Lacking any cooling fans, upholstery, space and even toilets, the travellers of Third Class were forced perform ablutions on the sides when the trains stopped at stations. Foreigners, who were disgusted by this practice that eschewed both privacy and dignity, were often not fully aware of appalling conditions in these coaches. The inhumane situation of the Third Class were so horrid in comparison that Mahatma Gandhi castigated it as a gigantic evil undermining health and morality in his piece, ‘Third Class in Indian Railways,’ wherein he observed, “In the Madras case the first class fare is over five times as much as the third class fare. Does the third class passenger get one-fifth, even one-tenth, of the comforts of his first class fellow?”
Indian Railways, Indianised
Post-1947, when the railways were nationalised and royalty abolished, the royal and the tourist saloons with their valuable interior furnishings and high upkeep costs, could no longer be maintained or run. Initially discarded, they eventually became the inspiration for luxury trains. The Palace-on-Wheels was thus designed to reproduce the regal splendour and nostalgia of pre-independence day Indian maharajas and many of the old royal saloons were refurbished to become a part of the first version of it that ran on meter-gauge (many also served for a long time as inspection saloons for railway officials).

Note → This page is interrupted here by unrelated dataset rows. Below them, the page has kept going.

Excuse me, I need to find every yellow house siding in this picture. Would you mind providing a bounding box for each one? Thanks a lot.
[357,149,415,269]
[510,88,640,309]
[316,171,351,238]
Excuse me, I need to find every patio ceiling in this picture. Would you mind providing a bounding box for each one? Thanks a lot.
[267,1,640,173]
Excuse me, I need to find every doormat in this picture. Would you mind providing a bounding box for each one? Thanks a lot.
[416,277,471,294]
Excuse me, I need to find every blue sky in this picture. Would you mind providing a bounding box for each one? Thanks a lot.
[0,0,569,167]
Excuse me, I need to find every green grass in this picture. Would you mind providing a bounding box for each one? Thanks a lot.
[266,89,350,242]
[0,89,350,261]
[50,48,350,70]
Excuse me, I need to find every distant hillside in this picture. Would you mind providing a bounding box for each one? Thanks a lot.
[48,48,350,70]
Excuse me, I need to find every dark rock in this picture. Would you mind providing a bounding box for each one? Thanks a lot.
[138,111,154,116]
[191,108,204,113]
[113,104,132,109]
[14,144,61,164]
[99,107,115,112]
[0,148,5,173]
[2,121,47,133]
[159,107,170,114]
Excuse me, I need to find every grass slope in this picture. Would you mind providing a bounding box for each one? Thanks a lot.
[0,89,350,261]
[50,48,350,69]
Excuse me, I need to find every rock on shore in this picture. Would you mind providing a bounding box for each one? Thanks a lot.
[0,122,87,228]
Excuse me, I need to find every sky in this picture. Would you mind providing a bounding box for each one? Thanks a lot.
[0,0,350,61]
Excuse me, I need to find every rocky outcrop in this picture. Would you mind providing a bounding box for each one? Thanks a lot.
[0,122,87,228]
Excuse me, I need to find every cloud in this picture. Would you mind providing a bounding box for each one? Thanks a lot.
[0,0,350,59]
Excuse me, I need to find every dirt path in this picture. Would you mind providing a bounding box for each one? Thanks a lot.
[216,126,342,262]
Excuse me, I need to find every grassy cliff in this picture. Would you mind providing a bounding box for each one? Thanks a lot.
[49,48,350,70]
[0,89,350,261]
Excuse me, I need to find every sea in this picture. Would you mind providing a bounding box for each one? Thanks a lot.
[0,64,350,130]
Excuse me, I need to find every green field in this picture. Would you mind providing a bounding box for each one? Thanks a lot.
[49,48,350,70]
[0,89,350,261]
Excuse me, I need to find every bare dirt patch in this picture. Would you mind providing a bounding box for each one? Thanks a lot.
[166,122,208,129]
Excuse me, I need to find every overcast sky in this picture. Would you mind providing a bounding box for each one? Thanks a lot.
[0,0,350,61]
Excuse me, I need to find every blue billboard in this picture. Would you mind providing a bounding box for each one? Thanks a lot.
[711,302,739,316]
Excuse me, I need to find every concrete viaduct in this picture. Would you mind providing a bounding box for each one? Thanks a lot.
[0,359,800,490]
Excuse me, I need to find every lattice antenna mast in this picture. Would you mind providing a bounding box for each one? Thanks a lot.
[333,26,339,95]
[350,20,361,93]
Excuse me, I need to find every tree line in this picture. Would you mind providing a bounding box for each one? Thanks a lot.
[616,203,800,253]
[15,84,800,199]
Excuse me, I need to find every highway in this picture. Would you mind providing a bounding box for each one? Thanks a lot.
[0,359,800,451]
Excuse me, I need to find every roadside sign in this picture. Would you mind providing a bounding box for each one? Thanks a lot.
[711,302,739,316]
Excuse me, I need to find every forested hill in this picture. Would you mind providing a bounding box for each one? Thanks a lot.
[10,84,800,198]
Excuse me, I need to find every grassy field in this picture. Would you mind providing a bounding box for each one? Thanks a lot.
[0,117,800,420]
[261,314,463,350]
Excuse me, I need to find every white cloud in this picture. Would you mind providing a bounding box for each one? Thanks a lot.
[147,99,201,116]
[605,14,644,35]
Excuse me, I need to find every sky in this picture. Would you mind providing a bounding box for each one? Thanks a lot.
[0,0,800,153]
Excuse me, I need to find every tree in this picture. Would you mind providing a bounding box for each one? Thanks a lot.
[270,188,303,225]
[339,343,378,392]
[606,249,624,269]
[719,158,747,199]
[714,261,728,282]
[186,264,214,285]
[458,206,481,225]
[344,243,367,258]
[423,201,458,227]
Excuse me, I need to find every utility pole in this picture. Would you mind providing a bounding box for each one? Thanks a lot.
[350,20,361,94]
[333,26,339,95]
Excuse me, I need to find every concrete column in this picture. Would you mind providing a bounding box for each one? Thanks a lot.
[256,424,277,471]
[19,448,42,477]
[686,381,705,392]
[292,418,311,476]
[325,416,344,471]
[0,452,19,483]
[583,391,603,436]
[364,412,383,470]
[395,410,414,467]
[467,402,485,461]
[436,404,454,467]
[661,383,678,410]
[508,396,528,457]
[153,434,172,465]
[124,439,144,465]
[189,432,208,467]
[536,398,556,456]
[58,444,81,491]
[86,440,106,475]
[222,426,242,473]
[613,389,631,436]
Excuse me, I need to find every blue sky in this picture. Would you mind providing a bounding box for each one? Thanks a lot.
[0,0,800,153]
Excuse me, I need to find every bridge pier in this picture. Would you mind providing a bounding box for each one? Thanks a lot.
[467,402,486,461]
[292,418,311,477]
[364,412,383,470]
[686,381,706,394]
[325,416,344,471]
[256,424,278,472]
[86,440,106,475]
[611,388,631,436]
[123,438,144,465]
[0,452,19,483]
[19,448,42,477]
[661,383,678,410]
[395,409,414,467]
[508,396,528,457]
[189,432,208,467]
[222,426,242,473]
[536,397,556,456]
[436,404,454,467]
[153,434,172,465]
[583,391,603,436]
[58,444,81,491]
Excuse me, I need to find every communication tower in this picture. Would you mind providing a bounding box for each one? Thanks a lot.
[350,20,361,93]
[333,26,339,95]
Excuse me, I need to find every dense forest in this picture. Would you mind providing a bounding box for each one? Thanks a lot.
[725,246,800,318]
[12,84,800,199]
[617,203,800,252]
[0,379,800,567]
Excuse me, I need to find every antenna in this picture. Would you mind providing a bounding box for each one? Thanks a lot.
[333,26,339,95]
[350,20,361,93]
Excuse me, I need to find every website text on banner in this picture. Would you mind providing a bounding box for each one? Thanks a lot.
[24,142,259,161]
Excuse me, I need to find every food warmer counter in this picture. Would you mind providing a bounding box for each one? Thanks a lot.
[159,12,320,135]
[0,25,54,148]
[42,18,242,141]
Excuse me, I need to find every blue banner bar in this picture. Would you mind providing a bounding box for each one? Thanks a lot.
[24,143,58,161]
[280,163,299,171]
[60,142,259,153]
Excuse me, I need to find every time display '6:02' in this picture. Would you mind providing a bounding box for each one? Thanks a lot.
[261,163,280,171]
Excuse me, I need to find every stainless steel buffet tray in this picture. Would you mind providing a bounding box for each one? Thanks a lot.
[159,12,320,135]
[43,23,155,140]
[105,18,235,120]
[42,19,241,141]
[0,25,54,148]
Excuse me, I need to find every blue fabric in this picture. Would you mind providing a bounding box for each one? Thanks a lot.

IRCTC is operating first Railway Saloon Coach tour departed yesterday from Old Delhi Railway Station. It is like a moving house having two exclusive bedrooms with attached bath, a large living cum dining room, kitchenette and rear window for watching the spectacular views. pic.twitter.com/T49lOHM6Tp
— Ministry of Railways (@RailMinIndia) March 31, 2018
Recently, on March 31, the Railway Ministry announced operationalising its first charter service for a saloon, booked by M/s Royal India Train Journeys for six of its premium customers, from Delhi to Jammu.
In post-colonial India too, the representation of tours of Indian Railways as a safe and luxurious way to tour India, with a generous helping of the Indian royalty experience, was recreated for western tourists. A number of new trains with varied offerings and destinations have since joined Palace-on-Wheels the fleet. Only now middle-class Indians can also easily fit in the target bracket.